Hello, this is the author. (btw Nathan is a commenter, not me)

It was exactly my conclusion that the hash function and data is more important than using mod prime.

Try to think of it this way. The ideal hash function takes your not so random data and outputs random data.

I = low-medium entropy data

H(I) = high entropy output equivalent to random numbers

bucket = (H(I) or random number) % m <--- experiment is here.

Now to simulate this, I used the previous model, as it is the definition of a good hash function. If you have repetitive data in, and repetitive data out, no modulus is going to help you.

So yes, the conclusion of your comment and mine are the same: Worry about your data and hash function. But many people came out of the woodwork trying to poke holes in the experiment.

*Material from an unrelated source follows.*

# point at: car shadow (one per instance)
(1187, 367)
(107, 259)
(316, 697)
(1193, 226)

barrkel · on June 10, 2009

Except for the last bit - a prime modulus ameliorates weaknesses in the hash function.

Since most hash tables are written to support user-supplied hash functions, and users need to write hash functions to support value-based equality when storing values of custom types in hash tables, it makes a lot of sense for the hash table implementer to take this into account.

Finally, there's a trade-off: sometimes a fast hash function with some weaknesses, but using a prime modulus, can be a better choice than a slower, more thorough hash function with e.g. a power of two modulus (bitwise and).

calambrac · on June 10, 2009

If you have repetitive data in, and repetitive data out, no modulus is going to help you.

Um, no. A prime modulus will often help in this case. That's the whole point.

codexon · on June 10, 2009

Do you have any statistical evidence?

calambrac · on June 10, 2009

In your test code, change your loop to:

    for r in [3, 5, 17, 257]:
        for i in xrange(n):
            num = r * i
            table_p[num%prime] += 1
            table_c[num%composite] += 1

On here and on your blog, you keep falling back to the observation that modulo prime makes no difference when you have a uniform distribution of inputs, like you get after you apply a good hash function.

Nobody who is telling you that you're wrong would dispute that. The fundamental point that you keep ignoring is that doesn't matter, because as a library writer providing a hashtable, you don't control the hash function. Having a simple way to mitigate the ill effects of users choosing bad hash functions is a good thing. Why do you keep ignoring this point?